Chris Herring: It really felt like the Clippers were going to let go of the rope after blowing a 31-point lead in Game 4 to the Mavericks. The Dallas crowd was fully into it, and the Mavs managed to gain a one-point edge with a beautiful Kyrie Irving bucket with just over two minutes left in the game. The Mavs’ comeback felt inevitable for much of the second half. Yet, James Harden and Paul George, playing without injured teammate Kawhi Leonard, willed their team to a 116-111 victory in the closing moments. Now, instead of a 3-1 series hole, LA is back even, 2-2, as it heads back West for Game 5.

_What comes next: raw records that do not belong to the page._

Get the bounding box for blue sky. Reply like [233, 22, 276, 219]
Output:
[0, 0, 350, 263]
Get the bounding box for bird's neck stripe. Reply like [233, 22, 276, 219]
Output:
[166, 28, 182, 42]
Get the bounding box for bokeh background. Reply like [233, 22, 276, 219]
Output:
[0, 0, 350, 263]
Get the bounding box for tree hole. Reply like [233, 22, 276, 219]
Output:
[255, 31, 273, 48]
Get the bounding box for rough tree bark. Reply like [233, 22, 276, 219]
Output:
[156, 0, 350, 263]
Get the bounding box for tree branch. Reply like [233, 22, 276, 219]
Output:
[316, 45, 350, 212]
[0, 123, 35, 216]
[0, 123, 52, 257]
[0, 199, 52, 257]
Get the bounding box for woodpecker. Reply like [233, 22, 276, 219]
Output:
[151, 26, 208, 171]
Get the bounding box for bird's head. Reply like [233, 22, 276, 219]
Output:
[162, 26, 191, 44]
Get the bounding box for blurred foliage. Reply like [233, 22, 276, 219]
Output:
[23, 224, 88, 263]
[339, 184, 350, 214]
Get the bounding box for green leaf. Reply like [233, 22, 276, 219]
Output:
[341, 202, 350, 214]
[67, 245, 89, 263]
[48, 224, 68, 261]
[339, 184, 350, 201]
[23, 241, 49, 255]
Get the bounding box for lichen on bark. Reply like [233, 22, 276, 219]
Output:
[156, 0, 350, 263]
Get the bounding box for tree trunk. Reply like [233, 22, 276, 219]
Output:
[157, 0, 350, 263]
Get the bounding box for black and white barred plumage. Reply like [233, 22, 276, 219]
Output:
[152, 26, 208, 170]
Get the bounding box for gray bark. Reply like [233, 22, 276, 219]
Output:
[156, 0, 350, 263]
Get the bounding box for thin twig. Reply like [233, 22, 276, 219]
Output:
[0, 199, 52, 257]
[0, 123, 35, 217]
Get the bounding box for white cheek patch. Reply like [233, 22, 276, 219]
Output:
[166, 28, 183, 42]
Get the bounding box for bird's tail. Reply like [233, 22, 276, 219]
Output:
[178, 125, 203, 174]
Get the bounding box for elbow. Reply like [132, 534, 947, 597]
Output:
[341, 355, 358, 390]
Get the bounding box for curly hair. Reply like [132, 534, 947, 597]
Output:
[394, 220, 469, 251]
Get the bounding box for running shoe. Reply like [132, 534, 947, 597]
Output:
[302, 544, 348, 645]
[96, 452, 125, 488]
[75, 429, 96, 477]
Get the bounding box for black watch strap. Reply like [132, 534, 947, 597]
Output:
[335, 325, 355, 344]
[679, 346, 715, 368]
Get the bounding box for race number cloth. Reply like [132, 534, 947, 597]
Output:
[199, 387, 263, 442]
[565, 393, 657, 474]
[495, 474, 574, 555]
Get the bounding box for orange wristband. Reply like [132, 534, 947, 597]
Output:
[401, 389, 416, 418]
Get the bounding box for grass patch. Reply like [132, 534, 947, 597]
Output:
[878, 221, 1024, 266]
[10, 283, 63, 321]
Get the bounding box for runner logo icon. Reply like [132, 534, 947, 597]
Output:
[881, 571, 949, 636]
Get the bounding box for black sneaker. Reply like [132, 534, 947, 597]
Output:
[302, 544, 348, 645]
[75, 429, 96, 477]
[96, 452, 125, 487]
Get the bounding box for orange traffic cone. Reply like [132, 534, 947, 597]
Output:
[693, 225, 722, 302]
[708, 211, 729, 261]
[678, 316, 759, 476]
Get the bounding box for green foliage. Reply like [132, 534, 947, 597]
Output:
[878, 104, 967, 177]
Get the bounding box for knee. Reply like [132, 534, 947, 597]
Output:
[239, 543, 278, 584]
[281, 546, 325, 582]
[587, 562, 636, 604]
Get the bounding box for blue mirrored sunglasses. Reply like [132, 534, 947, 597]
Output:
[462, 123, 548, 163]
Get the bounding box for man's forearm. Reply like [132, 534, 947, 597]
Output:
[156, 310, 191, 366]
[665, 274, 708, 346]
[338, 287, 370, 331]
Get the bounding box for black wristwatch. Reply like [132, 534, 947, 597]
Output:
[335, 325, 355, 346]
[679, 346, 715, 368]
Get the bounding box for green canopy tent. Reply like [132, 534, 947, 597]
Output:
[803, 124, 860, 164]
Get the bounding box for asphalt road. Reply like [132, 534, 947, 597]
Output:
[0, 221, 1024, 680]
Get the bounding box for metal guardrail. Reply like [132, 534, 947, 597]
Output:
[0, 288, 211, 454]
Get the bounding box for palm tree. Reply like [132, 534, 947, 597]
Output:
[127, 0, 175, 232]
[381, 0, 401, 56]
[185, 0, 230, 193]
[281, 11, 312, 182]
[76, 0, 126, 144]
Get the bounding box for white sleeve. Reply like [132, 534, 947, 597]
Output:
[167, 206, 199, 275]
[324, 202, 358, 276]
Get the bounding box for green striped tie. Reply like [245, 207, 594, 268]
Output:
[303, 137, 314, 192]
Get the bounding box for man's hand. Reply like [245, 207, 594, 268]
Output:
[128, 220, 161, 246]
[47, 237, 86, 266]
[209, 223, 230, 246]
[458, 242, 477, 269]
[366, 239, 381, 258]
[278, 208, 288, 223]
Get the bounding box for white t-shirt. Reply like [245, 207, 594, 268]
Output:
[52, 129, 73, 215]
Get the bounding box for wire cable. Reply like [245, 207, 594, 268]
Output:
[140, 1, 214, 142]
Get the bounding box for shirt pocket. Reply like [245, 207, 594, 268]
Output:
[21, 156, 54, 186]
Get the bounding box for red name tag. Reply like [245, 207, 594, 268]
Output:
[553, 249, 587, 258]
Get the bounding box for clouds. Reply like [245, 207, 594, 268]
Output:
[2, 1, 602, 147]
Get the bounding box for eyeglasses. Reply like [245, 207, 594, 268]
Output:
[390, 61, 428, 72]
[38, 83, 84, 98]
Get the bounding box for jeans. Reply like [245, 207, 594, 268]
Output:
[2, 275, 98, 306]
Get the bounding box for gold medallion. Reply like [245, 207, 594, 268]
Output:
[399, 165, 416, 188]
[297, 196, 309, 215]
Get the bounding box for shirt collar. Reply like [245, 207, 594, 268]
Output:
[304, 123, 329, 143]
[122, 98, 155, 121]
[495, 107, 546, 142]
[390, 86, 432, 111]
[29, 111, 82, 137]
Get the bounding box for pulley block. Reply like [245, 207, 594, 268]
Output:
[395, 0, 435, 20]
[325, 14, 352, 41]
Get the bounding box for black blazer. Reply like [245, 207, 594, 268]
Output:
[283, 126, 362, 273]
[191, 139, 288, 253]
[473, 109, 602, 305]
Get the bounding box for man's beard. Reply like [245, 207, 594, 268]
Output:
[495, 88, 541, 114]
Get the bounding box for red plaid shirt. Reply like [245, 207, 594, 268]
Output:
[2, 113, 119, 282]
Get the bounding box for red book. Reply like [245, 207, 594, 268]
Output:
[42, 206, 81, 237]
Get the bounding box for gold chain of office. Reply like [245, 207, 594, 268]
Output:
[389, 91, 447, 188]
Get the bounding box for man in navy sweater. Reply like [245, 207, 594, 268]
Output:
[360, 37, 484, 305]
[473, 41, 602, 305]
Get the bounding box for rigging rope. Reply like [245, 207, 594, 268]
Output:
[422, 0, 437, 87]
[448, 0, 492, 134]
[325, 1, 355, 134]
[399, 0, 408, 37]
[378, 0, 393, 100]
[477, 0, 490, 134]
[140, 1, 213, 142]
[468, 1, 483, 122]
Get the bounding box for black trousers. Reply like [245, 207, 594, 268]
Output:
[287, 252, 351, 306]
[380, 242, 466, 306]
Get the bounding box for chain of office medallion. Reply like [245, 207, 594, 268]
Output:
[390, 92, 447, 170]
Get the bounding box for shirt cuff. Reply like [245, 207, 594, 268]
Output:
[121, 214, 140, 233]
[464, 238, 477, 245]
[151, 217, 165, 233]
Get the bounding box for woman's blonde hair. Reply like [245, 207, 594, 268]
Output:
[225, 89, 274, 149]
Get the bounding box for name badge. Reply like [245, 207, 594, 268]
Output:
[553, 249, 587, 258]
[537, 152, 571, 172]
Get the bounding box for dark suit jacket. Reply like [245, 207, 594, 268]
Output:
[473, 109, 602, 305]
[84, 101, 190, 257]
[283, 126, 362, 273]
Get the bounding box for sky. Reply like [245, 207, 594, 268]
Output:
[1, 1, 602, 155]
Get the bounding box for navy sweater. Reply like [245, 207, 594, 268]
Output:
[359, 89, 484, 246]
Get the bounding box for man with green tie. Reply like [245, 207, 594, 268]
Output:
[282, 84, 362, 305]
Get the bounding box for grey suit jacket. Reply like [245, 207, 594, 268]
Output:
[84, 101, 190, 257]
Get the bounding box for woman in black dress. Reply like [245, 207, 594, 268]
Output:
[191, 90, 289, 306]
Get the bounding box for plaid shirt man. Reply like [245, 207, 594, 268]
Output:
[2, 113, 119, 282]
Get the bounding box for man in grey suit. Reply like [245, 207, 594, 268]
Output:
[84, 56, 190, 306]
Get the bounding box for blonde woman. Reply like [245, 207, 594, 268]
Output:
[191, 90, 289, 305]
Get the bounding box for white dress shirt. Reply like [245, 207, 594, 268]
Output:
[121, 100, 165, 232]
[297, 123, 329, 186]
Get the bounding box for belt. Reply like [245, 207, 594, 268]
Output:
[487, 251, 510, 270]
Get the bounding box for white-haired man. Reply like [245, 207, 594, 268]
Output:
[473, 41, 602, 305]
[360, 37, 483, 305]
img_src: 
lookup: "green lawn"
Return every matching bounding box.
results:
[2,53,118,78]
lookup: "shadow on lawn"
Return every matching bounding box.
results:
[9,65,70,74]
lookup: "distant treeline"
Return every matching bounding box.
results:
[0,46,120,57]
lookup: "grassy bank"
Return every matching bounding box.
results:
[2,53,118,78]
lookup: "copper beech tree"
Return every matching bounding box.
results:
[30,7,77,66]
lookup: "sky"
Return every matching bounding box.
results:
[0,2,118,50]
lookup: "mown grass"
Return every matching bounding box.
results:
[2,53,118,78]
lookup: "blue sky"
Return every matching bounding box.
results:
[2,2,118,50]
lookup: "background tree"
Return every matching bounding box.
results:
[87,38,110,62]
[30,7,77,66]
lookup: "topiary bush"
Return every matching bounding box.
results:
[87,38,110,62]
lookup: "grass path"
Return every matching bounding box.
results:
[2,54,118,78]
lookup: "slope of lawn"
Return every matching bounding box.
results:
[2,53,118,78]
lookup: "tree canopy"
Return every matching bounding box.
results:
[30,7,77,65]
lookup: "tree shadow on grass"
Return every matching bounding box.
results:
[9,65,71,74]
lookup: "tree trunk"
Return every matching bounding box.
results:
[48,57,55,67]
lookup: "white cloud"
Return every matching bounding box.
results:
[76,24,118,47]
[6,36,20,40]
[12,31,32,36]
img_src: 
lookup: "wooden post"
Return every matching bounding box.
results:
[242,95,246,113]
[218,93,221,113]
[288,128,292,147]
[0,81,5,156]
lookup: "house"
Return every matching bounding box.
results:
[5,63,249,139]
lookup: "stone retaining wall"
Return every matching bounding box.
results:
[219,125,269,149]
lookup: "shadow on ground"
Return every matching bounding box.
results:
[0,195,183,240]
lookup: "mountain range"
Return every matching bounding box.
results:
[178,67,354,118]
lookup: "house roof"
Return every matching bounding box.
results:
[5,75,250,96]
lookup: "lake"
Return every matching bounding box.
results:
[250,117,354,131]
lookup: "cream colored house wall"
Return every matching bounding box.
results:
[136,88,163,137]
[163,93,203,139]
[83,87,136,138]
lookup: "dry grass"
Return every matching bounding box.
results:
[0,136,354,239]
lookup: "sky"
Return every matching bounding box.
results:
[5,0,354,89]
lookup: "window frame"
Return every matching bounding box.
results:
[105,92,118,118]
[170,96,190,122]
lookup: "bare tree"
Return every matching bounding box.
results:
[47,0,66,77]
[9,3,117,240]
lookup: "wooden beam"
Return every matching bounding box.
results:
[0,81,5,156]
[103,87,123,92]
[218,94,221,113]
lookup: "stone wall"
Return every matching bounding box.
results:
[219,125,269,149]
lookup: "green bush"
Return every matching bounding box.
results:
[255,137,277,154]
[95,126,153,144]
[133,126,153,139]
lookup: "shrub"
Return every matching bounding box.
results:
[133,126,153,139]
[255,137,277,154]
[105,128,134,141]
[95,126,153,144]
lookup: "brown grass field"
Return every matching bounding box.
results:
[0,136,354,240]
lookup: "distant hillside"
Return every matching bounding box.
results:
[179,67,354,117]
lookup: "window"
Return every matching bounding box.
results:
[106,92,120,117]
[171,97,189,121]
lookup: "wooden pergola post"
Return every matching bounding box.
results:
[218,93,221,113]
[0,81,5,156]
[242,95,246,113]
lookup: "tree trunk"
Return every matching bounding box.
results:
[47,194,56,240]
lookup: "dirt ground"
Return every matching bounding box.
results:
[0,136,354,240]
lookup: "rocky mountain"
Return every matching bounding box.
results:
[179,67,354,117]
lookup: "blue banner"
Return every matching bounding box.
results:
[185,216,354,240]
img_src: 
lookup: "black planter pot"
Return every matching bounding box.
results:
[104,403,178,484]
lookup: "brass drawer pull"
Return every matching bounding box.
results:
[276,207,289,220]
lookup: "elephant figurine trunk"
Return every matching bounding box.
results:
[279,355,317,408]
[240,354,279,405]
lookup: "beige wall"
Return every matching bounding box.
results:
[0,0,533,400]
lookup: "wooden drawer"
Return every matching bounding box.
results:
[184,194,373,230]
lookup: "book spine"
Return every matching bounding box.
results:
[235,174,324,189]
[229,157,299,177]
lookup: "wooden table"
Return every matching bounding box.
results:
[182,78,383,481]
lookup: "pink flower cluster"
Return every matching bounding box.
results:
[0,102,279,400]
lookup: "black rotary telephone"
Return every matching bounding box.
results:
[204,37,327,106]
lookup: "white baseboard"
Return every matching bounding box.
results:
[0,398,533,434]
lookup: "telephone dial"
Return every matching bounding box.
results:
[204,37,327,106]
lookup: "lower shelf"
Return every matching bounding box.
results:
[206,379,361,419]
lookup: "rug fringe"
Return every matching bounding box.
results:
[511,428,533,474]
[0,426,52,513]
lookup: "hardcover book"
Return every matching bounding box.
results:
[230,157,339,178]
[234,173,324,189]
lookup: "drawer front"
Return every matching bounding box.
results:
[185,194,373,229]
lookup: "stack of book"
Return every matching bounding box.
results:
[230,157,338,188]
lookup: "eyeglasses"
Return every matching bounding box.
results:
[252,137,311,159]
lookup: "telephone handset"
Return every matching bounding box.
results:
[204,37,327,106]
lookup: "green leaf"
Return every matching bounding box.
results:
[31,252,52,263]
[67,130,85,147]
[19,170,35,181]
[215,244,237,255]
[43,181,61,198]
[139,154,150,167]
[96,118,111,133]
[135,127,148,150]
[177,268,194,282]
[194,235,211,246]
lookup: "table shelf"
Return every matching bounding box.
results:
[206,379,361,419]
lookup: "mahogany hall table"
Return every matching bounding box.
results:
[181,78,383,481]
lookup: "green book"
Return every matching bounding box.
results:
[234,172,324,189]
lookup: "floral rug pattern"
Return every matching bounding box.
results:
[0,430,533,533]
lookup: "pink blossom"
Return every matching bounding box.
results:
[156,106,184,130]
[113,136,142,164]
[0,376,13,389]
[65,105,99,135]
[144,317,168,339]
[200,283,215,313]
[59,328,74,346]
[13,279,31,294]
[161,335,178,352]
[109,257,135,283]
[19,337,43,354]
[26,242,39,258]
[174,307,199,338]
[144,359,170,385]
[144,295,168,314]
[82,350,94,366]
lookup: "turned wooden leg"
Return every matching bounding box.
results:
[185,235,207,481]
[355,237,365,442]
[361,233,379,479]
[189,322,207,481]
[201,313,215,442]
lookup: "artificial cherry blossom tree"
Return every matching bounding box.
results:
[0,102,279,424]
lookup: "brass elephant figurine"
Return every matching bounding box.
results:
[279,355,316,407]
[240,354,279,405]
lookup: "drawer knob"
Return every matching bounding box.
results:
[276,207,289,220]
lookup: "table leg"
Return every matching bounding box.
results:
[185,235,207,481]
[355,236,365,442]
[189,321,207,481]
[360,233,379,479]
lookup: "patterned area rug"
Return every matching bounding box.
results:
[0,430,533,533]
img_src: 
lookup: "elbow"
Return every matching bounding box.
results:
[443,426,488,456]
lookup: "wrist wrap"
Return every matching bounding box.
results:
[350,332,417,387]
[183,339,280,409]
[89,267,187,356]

Andrew Lopez: After two tough losses against the Cavaliers, the Magic found their offense again when they returned home for Games 3 and 4. Orlando put up a paltry 83 and 86 points in Games 1 and 2 against the Cavaliers but was able to keep Cleveland averaging only 96.5 points with their defense. Orlando completely flipped the script with huge wins at home winning Games 3 and 4 by a combined 61 points. According to ESPN Stats and Information research, that’s the largest point differential in Games 3 and 4 after trailing 2-0 in NBA history. Whether the shooting travels back to Cleveland for Game 5 is the big question for Jamahl Mosley’s Magic.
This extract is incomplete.